Like them, Hank carries around an innate sense of right and wrong, and Mr. Jones’s creased face, at once kindly and severe, is a manifest sign of his old-school temperament. Hank is the kind of man who shines his shoes every night, says grace before each meal and makes his motel-room bed according to military standards.
It’s unlikely that a veteran M.P., whose service covered at least some of the Vietnam years, would entertain the illusion that all fighting men are Boy Scouts. But it is clear that Hank has both a general fondness for soldiers and a father’s assumption that he knows his own son. That may be part of why the grisly nature of Mike’s fate, and the possibility that some of his buddies were responsible for it, disturbs him so much. Something, he suspects, has gone terribly wrong with the institutions and the men he has always loved and trusted.

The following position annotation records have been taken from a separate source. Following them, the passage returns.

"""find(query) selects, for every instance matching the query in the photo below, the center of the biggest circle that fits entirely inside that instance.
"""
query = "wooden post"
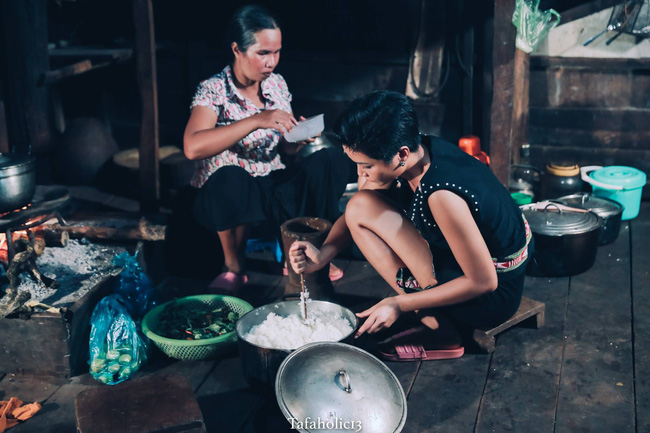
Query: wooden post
(145, 50)
(426, 61)
(468, 81)
(520, 104)
(24, 45)
(499, 70)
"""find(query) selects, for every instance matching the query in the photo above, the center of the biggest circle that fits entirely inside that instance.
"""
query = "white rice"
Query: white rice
(291, 332)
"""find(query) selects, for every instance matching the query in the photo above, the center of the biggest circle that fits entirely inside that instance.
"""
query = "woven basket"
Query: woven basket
(190, 350)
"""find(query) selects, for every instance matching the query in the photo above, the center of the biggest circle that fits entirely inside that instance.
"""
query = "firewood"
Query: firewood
(13, 300)
(144, 231)
(26, 259)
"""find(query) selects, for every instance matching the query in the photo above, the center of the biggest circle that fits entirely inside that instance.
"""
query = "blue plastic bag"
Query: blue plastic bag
(135, 286)
(116, 348)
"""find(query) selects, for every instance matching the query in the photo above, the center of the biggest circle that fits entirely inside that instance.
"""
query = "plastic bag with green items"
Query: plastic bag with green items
(116, 348)
(532, 24)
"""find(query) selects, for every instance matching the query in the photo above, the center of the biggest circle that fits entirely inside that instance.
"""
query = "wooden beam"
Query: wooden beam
(23, 30)
(425, 65)
(145, 50)
(592, 63)
(499, 70)
(586, 9)
(520, 104)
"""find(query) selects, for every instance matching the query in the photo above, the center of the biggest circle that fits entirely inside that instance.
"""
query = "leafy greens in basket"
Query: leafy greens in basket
(195, 321)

At every point, as Hank nags and pushes Emily in her investigation, the movie registers the panic and dread that he fights to keep down. These feelings come through to some extent in the reactions of his wife, Joan (Susan Sarandon), whom he tries to protect, but more decisively, and more hauntingly, through the moods Mr. Haggis creates (with the crucial assistance of Roger Deakins, the cinematographer responsible for the movie’s austere, washed-out look, and Mark Isham, who wrote the eerie, sparingly applied musical score).
Almost no violence takes place on screen, but there are times when “In the Valley of Elah” feels almost like a horror film. Its steady crescendo of suspense builds toward the revelation — and vanquishing — of some unspeakable, monstrous evil.
But since the monster has no identifiable physical shape, it is not so easily defeated. While there are killers, liars and sadists to be found in this movie, there are not really any villains. And there is no reassuring conclusion. If it is anguished, even despairing, “In the Valley of Elah” is also compassionate. At heart it is a somber ballad about young men who remain lost in a dangerous, confusing place even after they come home.
“In the Valley of Elah” is rated R (Under 17 requires accompanying parent or adult guardian). There are some violent scenes and a general atmosphere of brutality and fear.
IN THE VALLEY OF ELAH
Opens today in New York and Los Angeles.
Directed by Paul Haggis; written by Mr. Haggis, based on a story by Mark Boal and Mr. Haggis; director of photography, Roger Deakins; edited by Jo Francis; music by Mark Isham; production designer, Laurence Bennett; produced by Patrick Wachsberger, Steven Samuels, Darlene Caamano Loquet, Mr. Haggis and Laurence Becsey; released by Warner Independent Pictures. Running time: 120 minutes.
WITH: Tommy Lee Jones (Hank Deerfield), Charlize Theron (Emily Sanders), Susan Sarandon (Joan Deerfield), James Franco (Sergeant Carnelli), Jonathan Tucker (Mike Deerfield), Frances Fisher (Evie), Jason Patric (Lieutenant Kirklander) and Josh Brolin (Chief Buchwald).